Usedom, 1906. Das kleine Seebad Ahlbeck ist Fenjas Heimat – doch nach dem Tod ihrer Mutter scheint nichts mehr, wie es war. Die junge Frau sehnt sich danach, die nicht enden wollende, eintönige Arbeit im Elternhaus gegen eine neue Stelle zu tauschen. Als sie am Strand auf die wohlhabende Liane Hoschwitz trifft, die nach Ahlbeck gekommen ist, um ihren Sohn pflegen zu lassen, eröffnet sich ihr so eine Möglichkeit: Weil sie den kleinen Berthold aus einer gefährlichen Lage befreit, stellt Liane sie als Kindermädchen ein. So begegnet Fenja auch dem charmanten Rittmeister Achim von Bening, einem Bekannten der Familie, und verliebt sich in ihn. Aber darf sie trotz ihrer einfachen Herkunft wirklich auf eine gemeinsame Zukunft hoffen? Und noch dazu hegt auch Liane Gefühle für Achim …

Über die Autorin:

Katryn Berlinger arbeitete lange Zeit als Direktionsassistentin, entschied sich dann aber für ein Studium der Germanistik und Systematischen Musikwissenschaft. Nach ihrem Abschluss war sie in einem Hamburger Schallplattenunternehmen tätig. Einige Jahre später tauschte sie dann den Beruf gegen die Familie ein. Heute lebt und arbeitet die Autorin in Norddeutschland.

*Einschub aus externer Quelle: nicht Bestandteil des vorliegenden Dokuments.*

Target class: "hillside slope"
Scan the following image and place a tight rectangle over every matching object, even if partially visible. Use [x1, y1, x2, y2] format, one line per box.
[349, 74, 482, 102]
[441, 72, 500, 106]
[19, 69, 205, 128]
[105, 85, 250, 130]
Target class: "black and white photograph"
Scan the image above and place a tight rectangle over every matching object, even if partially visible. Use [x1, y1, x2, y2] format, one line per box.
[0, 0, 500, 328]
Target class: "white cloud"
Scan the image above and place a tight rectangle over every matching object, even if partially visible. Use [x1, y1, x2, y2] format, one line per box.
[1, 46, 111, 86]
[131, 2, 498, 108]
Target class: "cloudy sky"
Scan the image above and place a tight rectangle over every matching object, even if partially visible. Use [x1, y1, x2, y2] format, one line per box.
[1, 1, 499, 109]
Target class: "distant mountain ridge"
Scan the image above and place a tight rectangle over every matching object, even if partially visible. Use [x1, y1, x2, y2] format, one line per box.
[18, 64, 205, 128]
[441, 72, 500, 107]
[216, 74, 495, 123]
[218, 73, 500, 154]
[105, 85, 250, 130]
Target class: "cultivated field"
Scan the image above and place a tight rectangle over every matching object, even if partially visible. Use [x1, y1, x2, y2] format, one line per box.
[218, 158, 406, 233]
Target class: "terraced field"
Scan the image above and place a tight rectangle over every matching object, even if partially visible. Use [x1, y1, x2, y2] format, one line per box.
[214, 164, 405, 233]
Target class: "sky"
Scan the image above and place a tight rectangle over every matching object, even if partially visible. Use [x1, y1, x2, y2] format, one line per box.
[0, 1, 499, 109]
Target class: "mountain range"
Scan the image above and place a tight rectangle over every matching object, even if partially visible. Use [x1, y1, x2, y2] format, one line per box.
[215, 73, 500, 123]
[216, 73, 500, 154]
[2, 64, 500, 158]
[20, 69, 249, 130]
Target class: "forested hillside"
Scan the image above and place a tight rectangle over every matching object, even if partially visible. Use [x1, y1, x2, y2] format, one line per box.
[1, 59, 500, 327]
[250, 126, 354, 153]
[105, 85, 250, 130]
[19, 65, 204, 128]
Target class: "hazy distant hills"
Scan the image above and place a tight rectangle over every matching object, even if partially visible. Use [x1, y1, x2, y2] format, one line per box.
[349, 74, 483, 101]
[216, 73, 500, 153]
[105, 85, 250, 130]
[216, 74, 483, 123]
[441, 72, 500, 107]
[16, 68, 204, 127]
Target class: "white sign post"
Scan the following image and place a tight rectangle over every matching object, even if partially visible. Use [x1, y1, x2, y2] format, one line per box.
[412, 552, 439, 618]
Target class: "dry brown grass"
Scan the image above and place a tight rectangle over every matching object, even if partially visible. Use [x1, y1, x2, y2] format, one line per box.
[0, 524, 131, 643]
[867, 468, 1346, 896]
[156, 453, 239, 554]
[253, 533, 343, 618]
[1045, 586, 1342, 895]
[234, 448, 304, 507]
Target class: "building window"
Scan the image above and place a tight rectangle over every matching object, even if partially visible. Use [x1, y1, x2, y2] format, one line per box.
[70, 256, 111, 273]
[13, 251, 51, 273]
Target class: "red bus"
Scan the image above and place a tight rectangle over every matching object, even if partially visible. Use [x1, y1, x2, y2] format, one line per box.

Katryn Berlinger veröffentlichte bei dotbooks bereits die historischen Romane »Die Zuckerbäckerin von Riga« und »Die Liebe der Zuckerbäckerin« erschienen; letztere sind im Sammelband »Das Schokoladenmädchen« zusammengefasst. Außerdem veröffentlichte sie den Roman »Die Insel der Herzkirschen«.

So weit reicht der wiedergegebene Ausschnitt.